Transformation efficiency of type I RM mutants. The wild-type and isogenic mutant were electroporated with 1 µg of pIMC8(Pgap-YFP) isolated from Escherichia coli DC10B. The graph is representative of three independent transformations from different batches of competent cells, with the mean and SD shown.

Fig 4

(A) Global representation of the four main hsdS alleles: purple (HsdS_1), yellow (HsdS_2), green (HsdS_3), and red (HsdS_4). The pie charts represent the proportion of the four main types of HsdS for each country. Shown are the eight countries (out of 32) that had >20 strains from the clade A1 681 E. faecium genomes. Pie charts are size-scaled based on the number of strains present in the study. (B) Proportion of hsdS allele carriage in 805 global E. faecium strains.

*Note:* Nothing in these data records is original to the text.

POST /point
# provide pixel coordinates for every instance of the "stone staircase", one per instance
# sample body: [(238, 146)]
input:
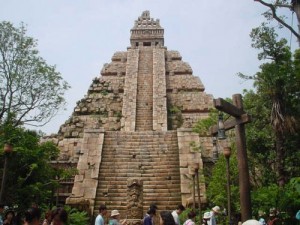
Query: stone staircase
[(149, 155), (144, 107)]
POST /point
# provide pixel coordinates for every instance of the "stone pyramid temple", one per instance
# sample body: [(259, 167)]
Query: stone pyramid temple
[(131, 137)]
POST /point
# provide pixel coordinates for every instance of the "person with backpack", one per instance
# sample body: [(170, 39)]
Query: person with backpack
[(148, 219), (191, 218)]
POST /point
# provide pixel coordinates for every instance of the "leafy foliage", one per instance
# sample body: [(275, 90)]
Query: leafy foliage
[(31, 91), (216, 190), (76, 217), (30, 178)]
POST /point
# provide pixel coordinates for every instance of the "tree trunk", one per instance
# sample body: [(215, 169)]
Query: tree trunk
[(280, 155), (296, 8)]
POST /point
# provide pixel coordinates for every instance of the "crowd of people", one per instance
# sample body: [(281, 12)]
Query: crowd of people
[(165, 217), (172, 218), (32, 216)]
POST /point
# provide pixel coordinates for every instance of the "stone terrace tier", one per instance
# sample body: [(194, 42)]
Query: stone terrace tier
[(149, 155)]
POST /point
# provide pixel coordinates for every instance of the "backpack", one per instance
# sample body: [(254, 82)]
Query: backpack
[(298, 215)]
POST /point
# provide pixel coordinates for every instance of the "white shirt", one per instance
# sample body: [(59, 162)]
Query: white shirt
[(189, 222), (212, 220), (99, 220), (176, 217)]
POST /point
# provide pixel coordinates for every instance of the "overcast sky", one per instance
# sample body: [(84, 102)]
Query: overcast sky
[(80, 36)]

The strains are from clade B, clade A2, and clade A1, with HsdS subunits 1–8. These data are representative of 38 clade B strains, 86 clade A2 strains, and 681 clade A1 strains.

Fig 5

Impact of ArdA on the transformation of E. faecium AUS0233 and S. aureus JE2. (A) The ardA1 and/or the ardA2 genes were deleted from AUS0233, and the transformation efficiency with plasmid pIMC8(Pgap-YFP) was measured. (B) Role of ardA1 or (C) ardA2 on the inhibition of type I restriction in S. aureus. S. aureus JE2 was transformed with the tetracycline-inducible vector pRAB11 (empty) or pRAB11 containing (B) ArdA1 or (C) ArdA2. Electrocompetent cells of JE2+pRAB11 or JE2+pRAB11(ardA1 or ardA2) were made in the presence of anhydrotetracycline (aTc, 100 ng/mL), and the transformation efficiency was determined with plasmid (pCN34*RBS) extracted from either DC10B (no adenine methylation) or E. coli IM08B (JE2 type I adenine methylation profile). These data are from three independent batches of competent cells transformed, with the mean and standard error of the mean shown.